Flatten the Covariance Matrix

To implement the idea of filling the sigmas_e vector by flattening the covariance matrices (sigmas_t) in the Stan code, I follow this structure:
But I have this problem:

Error in stanc(filename, allow_undefined = TRUE) : 0
Semantic error in 'string', line 49, column 4 to column 76:
   -------------------------------------------------
    47:  
    48:      // Flatten sigmas_t into sigmas_e
    49:      sigmas_e[cov_idx:(cov_idx + nst[t] * nst[t] - 1)] = to_vector(sigmas_t);
             ^
    50:      cov_idx += nst[t] * nst[t];  // Update cov_idx to the new position
    51:  
   -------------------------------------------------

Cannot assign to global variable 'sigmas_e' declared in previous blocks.

Stan code:

data {
  int<lower=0> nb;               // Number of observations (non-missing)
  int<lower=0> nt;               // Number of time steps (years)
  int<lower=0> np;               // Number of predictors (tree-ring chronologies)
  int<lower=0> ns;               // Number of streamflow sites
  int<lower=0> ncvm;             // Size of the covariance matrix vector
  
  matrix[nt, np] x;              // Predictor matrix (time x predictors)
  vector[nb] y;                  // Response vector (non-missing values)
  
  int<lower=1, upper=ns> site[nb];      // Streamflow station indices
  int<lower=1> nst[nt];                 // Number of stations per year
  int<lower=1, upper=nb> start_yrs[nt]; // Start year indices
  int<lower=1, upper=nb> end_yrs[nt];   // End year indices
}

transformed data {
  vector<lower=0>[nt] df_e;  // Degrees of freedom for inverse Wishart
  for (t in 1:nt) {
    df_e[t] = nst[t] + 1;    // Degrees of freedom for covariance matrices
  }
}

parameters {
  vector[ns] alphas;             // Intercepts for each site
  matrix[ns, np] betas;          // Coefficients for predictors
  vector[ncvm] sigmas_e;         // Flattened covariance matrices
}

model {
  // Priors
  alphas ~ normal(0, 100);
  to_vector(betas) ~ normal(0, 100);
  

  // Initialize index for sigmas_e
  int cov_idx = 1;  // Start index for sigmas_e
  
  // Loop over time steps (years)
  for (t in 1:nt) {
    int start_idx = start_yrs[t];
    int end_idx = end_yrs[t];
    int obs_count = end_idx - start_idx + 1;
    vector[nst[t] * nst[t]] sigmas_v;
    
    // Create covariance matrix for current year
    matrix[nst[t], nst[t]] sigmas_t;
    
    // Priors for the covariance matrices
    sigmas_t ~ inv_wishart(df_e[t], diag_matrix(rep_vector(1.0, nst[t])));  // Year-specific covariance prior
    
    // Flatten sigmas_t into sigmas_e
    sigmas_e[cov_idx:(cov_idx + nst[t] * nst[t] - 1)] = to_vector(sigmas_t);
    cov_idx += nst[t] * nst[t];  // Update cov_idx to the new position
    
    

    // Cholesky decomposition
    matrix[ns, ns] L_e = cholesky_decompose(sigmas_t);

    // Build the mean vector for the current year
    vector[obs_count] mu;
    for (i in start_idx:end_idx) {
      int s = site[i];
      mu[i - start_idx + 1] = alphas[s] + dot_product(betas[s], x[t]);
    }

    // Multivariate normal likelihood for the current year
    y[start_idx:end_idx] ~ multi_normal_cholesky(mu, L_e);
  }
}

The issue is that you’re defining sigmas_e in the parameter block.

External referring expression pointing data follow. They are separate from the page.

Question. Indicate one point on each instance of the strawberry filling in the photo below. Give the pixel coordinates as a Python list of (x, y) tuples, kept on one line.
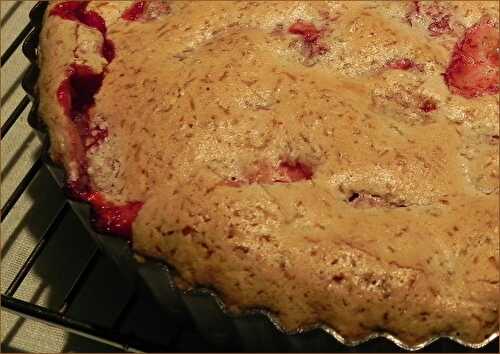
[(77, 11), (440, 26), (474, 67), (310, 36), (76, 96), (145, 10), (113, 219)]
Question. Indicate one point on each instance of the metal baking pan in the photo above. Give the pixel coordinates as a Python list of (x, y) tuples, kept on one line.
[(255, 330)]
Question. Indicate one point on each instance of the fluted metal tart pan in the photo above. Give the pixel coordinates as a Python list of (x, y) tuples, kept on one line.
[(254, 330)]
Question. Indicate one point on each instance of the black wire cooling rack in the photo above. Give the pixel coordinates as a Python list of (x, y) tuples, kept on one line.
[(139, 325)]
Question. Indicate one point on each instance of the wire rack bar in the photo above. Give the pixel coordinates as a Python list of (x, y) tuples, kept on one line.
[(79, 281), (30, 261), (15, 44), (20, 188), (91, 331), (14, 116)]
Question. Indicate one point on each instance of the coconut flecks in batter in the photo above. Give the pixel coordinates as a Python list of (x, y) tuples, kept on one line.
[(287, 171), (145, 10), (403, 64)]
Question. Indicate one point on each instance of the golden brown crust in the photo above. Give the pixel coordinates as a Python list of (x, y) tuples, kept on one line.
[(212, 89)]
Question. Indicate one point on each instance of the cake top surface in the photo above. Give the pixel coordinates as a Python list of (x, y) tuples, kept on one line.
[(350, 149)]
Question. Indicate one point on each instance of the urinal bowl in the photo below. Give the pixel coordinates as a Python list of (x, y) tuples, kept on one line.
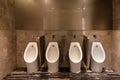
[(75, 56), (52, 57), (31, 57), (97, 57)]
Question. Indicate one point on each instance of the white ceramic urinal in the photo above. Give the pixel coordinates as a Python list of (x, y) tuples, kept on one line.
[(75, 56), (31, 57), (97, 57), (52, 57)]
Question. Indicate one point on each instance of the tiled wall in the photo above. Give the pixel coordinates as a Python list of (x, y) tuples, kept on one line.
[(7, 38), (63, 38), (116, 36)]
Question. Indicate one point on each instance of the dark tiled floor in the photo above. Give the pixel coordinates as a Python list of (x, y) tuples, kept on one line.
[(62, 76)]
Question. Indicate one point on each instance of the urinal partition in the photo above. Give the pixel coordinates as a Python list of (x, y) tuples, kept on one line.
[(75, 56), (31, 57), (97, 57)]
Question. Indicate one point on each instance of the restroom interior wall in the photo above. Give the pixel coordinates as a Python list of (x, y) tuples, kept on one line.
[(63, 38), (7, 38)]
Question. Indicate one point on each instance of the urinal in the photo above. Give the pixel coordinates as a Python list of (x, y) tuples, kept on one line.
[(52, 57), (97, 57), (31, 57), (75, 56)]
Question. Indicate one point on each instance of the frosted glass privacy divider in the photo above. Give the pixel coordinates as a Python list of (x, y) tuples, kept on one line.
[(52, 57), (31, 57), (97, 57), (75, 56)]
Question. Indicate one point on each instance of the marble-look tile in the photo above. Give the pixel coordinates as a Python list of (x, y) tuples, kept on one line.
[(7, 52), (116, 50), (23, 37), (63, 38)]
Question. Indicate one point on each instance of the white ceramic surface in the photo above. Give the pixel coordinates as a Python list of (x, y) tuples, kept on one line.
[(52, 57), (97, 57), (31, 57), (75, 56)]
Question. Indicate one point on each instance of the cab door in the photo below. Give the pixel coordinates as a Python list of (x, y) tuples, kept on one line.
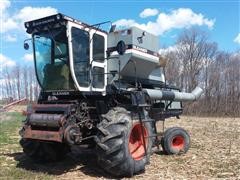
[(98, 61), (79, 55), (87, 54)]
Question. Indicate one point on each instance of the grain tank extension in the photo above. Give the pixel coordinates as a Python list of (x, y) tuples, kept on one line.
[(101, 90)]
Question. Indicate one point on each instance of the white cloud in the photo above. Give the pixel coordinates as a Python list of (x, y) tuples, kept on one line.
[(176, 19), (237, 39), (30, 13), (28, 57), (10, 38), (164, 51), (4, 4), (148, 12), (6, 61)]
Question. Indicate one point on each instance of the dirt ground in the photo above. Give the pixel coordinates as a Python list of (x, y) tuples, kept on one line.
[(214, 153)]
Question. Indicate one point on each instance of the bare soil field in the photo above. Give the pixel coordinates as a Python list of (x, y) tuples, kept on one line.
[(214, 154)]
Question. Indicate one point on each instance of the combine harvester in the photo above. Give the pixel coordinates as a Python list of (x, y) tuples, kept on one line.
[(104, 90)]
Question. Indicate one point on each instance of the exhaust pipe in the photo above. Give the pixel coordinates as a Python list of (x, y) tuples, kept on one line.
[(174, 95)]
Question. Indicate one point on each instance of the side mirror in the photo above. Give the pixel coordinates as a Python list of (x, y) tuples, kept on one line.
[(121, 47), (26, 46), (112, 29)]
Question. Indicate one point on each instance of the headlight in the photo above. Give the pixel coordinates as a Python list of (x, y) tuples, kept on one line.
[(27, 25)]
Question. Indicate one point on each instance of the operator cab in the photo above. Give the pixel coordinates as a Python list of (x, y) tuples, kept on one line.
[(68, 55)]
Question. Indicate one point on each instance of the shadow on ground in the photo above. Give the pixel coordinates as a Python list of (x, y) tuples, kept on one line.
[(79, 159)]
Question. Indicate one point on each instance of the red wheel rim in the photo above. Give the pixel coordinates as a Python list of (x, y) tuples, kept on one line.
[(178, 142), (136, 142)]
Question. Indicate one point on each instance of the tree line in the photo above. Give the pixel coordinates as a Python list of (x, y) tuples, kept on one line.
[(193, 60), (19, 82)]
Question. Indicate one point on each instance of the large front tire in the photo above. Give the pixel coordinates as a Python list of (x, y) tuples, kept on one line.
[(120, 145), (44, 151)]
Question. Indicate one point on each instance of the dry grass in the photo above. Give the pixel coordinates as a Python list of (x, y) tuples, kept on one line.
[(214, 153)]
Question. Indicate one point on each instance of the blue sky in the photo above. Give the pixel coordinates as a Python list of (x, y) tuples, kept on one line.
[(221, 19)]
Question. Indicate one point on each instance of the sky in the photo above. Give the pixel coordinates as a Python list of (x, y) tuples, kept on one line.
[(164, 18)]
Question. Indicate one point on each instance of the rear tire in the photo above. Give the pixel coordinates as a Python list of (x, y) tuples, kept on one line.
[(175, 140), (120, 148), (44, 151)]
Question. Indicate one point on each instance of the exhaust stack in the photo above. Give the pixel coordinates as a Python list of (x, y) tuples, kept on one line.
[(174, 95)]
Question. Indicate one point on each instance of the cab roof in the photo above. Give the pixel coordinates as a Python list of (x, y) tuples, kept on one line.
[(53, 19)]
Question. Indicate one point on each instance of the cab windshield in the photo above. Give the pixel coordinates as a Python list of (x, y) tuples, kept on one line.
[(52, 60)]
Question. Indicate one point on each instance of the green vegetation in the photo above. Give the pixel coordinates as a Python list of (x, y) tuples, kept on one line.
[(11, 156)]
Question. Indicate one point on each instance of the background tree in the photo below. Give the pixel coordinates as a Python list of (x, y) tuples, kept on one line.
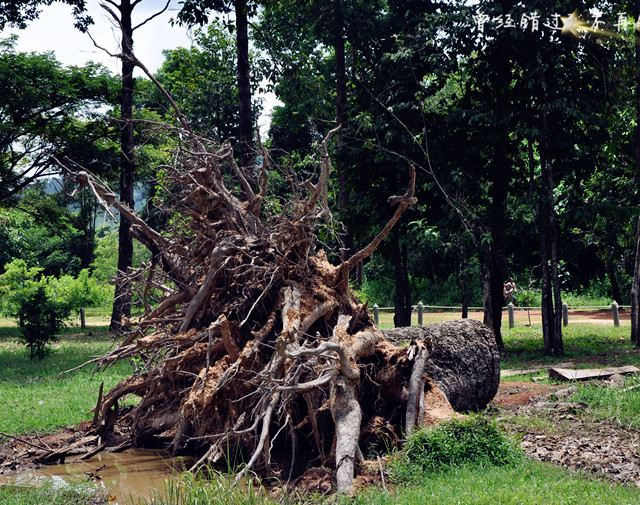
[(196, 12)]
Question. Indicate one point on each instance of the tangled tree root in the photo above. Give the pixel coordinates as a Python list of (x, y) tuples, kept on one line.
[(251, 347)]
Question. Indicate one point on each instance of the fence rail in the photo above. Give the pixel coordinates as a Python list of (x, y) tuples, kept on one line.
[(421, 310)]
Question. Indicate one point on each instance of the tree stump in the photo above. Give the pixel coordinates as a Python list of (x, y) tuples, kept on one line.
[(464, 360)]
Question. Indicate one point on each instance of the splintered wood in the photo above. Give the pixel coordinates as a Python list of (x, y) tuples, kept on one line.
[(252, 351)]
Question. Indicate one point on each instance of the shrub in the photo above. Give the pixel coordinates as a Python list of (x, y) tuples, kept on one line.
[(39, 319), (472, 441)]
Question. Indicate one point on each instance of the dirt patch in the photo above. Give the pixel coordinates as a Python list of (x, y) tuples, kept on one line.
[(560, 432), (25, 452), (514, 394)]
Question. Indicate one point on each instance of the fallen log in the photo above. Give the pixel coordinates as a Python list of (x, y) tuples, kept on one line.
[(464, 360), (257, 355)]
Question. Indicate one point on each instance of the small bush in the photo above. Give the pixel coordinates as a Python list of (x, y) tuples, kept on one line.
[(40, 319), (472, 441)]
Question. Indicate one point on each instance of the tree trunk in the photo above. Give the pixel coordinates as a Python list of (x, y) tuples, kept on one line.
[(465, 293), (616, 294), (122, 299), (551, 295), (486, 288), (341, 119), (497, 261), (635, 289), (464, 360), (635, 318), (402, 313), (244, 84)]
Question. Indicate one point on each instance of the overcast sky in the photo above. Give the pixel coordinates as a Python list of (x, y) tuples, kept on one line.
[(54, 31)]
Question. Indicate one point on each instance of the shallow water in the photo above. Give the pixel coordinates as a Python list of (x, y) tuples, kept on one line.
[(126, 476)]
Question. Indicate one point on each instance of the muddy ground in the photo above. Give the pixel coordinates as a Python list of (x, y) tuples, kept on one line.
[(557, 431)]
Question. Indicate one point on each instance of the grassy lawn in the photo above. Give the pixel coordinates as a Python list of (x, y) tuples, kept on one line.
[(528, 483), (71, 495), (586, 344), (35, 398), (33, 395)]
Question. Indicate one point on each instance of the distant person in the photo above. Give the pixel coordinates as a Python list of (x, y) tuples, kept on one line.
[(509, 291)]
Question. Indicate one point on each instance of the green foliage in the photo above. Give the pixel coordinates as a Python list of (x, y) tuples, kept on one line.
[(105, 265), (83, 291), (472, 441), (69, 293), (36, 397), (41, 106), (40, 319), (600, 344), (528, 483), (216, 489), (202, 80), (16, 283), (78, 494)]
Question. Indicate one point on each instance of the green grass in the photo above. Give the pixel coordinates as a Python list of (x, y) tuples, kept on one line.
[(614, 405), (529, 483), (591, 343), (190, 489), (475, 440), (32, 395), (49, 495)]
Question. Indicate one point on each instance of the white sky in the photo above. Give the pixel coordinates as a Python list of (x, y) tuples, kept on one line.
[(54, 31)]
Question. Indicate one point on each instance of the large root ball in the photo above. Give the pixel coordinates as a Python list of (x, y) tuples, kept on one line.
[(464, 360)]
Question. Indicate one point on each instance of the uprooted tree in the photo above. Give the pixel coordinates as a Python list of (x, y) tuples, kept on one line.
[(251, 348)]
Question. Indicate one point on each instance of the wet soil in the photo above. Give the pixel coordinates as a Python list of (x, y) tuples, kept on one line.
[(560, 432)]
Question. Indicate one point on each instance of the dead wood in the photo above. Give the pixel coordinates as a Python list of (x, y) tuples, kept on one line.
[(252, 348)]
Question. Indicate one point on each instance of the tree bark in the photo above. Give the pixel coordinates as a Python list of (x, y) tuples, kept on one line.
[(551, 295), (245, 143), (402, 312), (122, 300), (465, 293), (635, 289), (616, 294), (463, 361), (341, 119), (497, 261), (486, 288), (635, 318)]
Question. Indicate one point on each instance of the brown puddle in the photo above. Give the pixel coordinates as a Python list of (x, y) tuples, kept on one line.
[(127, 476)]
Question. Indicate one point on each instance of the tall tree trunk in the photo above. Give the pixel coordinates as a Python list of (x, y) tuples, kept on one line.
[(244, 83), (486, 287), (465, 292), (616, 294), (341, 119), (122, 300), (635, 290), (551, 295), (497, 260), (635, 317), (402, 301)]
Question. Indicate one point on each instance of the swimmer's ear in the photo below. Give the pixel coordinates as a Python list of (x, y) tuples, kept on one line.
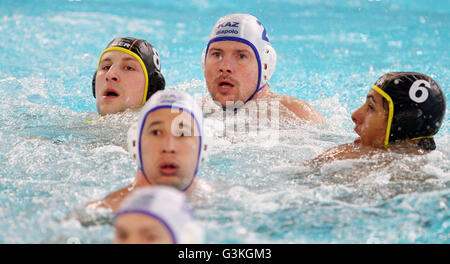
[(269, 61), (93, 83)]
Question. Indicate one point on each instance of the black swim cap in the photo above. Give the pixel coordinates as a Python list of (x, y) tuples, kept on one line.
[(416, 105), (147, 56)]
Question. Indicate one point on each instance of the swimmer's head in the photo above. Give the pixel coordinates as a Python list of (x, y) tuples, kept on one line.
[(238, 60), (156, 215), (167, 141), (416, 106), (128, 74)]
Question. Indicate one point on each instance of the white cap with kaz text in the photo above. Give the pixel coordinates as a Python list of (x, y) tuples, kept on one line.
[(173, 100), (246, 29)]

In Stan, everything defined there is sampled and so cannot be overwritten. You can define it at the beginning of the model block instead to solve the issue.

1 Like

Thank you so much
Can you suggest how to solve this issue?

Yes, this is what @simonbrauer was recommending:

model {
  vector[ncvm] sigmas_e;  
  for (t in 1:nt) {
    sigmas_e[cov_idx:(cov_idx + nst[t] * nst[t] - 1)] = to_vector(sigmas_t);
  }
  ...
1 Like

Thank you so much Bob

[edit: escaped code]

I correct the Stan code but not covregred more that 3:

data {
  int<lower=0> nb;               // Number of observations (non-missing)
  int<lower=0> nt;               // Number of time steps (years)
  int<lower=0> np;               // Number of predictors (tree-ring chronologies)
  int<lower=0> ns;               // Number of streamflow sites
 
  matrix[nt, np] x;              // Predictor matrix (time x predictors)
  vector[nb] y;                  // Response vector (non-missing values)
  
  matrix[ns, ns] Wp_e; // Prior covariance matrix
  
  int<lower=1, upper=ns> site[nb];      // Streamflow station indices
  int<lower=1> nst[nt];                 // Number of stations per year
  int<lower=1, upper=nb> start_yrs[nt]; // Start year indices
  int<lower=1, upper=nb> end_yrs[nt];   // End year indices
}

transformed data {
  real <lower=0> df_e = ns + 1;
}

parameters {
  vector[ns] alphas;             // Intercepts for each site
  matrix[ns, np] betas;          // Coefficients for predictors
  cov_matrix [ns] sigmas_e;      // Covariance matrix for streamflow sites
}

model {
 // matrix [nt, ns] mu;
  
  // Priors
  alphas ~ normal(0, 100);
  to_vector(betas) ~ normal(0, 10);
  sigmas_e ~ inv_wishart(df_e, Wp_e);
  

  // Loop over time steps (years)
  for (t in 1:nt) {
    int start_idx = start_yrs[t];
    int end_idx = end_yrs[t];
    int obs_count = end_idx - start_idx + 1;
    int nst_s = nst[t];
    
    // Extract the relevant subset of the covariance matrix for the current year
    matrix[nst_s, nst_s] sigmas_t = sigmas_e[site[start_idx:end_idx], site[start_idx:end_idx]];
   
   // Cholesky decomposition
       matrix[nst_s, nst_s] L_e = cholesky_decompose(sigmas_t);
                
      // Build the mean vector for the current year
      vector[obs_count] mu = alphas[site[start_idx:end_idx]] + rows_dot_product(betas[site[start_idx:end_idx]], rep_matrix(x[t], nst_s));

       //vector[obs_count] mu;
      // for (i in start_idx:end_idx) {
        //   int s = site[i]; // Get the station index
        //    mu[i - start_idx + 1] = alphas[s] + dot_product(betas[s], x[t]); // Compute the mean for site s
       //    }
                
     // Multivariate normal likelihood for the current year
        y[start_idx:end_idx] ~ multi_normal_cholesky(mu, L_e);

 
  }
}

The max(summary(fit)$summary[,“Rhat”]) > 3
Would you please give me your suggestion?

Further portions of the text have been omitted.